WINNIPEG — Starting Monday Oct. 17, new mortgage rules kick in for Canadians.
New mortgage lending rules are coming out on Monday from Ottawa with a goal to tighten lending rules that will limit the amount of money Canadians can borrow. Officials say the change is in preparation for higher interest rates and higher housing prices.
This will directly impact many first time home buyers and while it may be seen as a necessity in some parts of Canada, some Winnipeg realtors don’t see the extreme necessity of the change in Winnipeg.
“Average sale price in Winnipeg is $300,000, so if that’s what you’ve been approved for before, and now with the new rules coming in your pre-approval rate will be close to 260 or 270 well that’s quite a substantial drop,” said Michael Froese with Royal LePage Prime Real Estate.
Lindsay Bonk and her partner are in the market to buy a home, but said this change could heavily impact their decision making. Initially not wanting to buy a place that requires some renovations, but rather a place ready to move in. However, with the potential for the amount lent to them changing, they worry there’s a possibility they’ll have to scale back on their hopes for their new place.
“If that’s going to affect us we will definitely have to lower our budget. Which we’re not super pumped about,” said Bonk.

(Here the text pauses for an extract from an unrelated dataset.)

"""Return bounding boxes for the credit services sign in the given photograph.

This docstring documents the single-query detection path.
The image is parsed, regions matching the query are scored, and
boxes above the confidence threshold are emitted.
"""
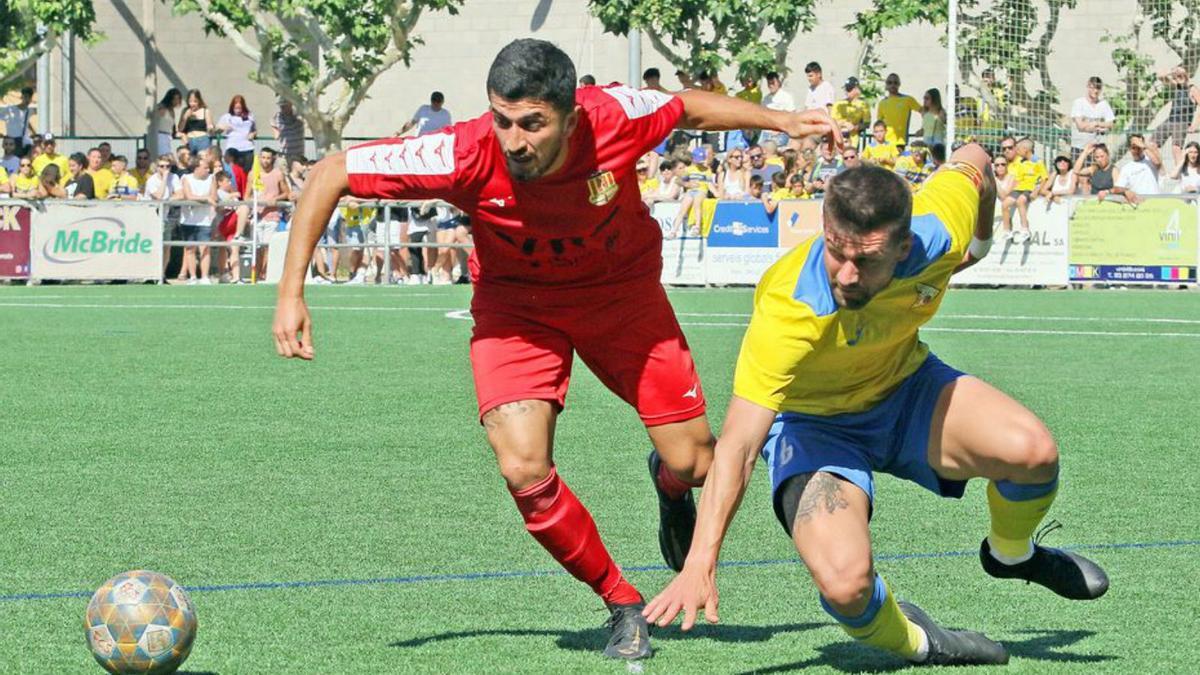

The new rules will include a stress test. The test will ensure Canadians can actually afford the mortgages they’re taking on.
“A stress test is a financial calculator that we look at to say ok, what if?” said Glen Melnyk, Financial Advisor with Investors Group.
He said at the end of the day this is all in the consumers best interest. To make sure they can afford the house that they’re going in to.
“What happens if you lose your job? What happens if you get transferred? What happens if you want to sell your house? All of these things,” said Melnyk.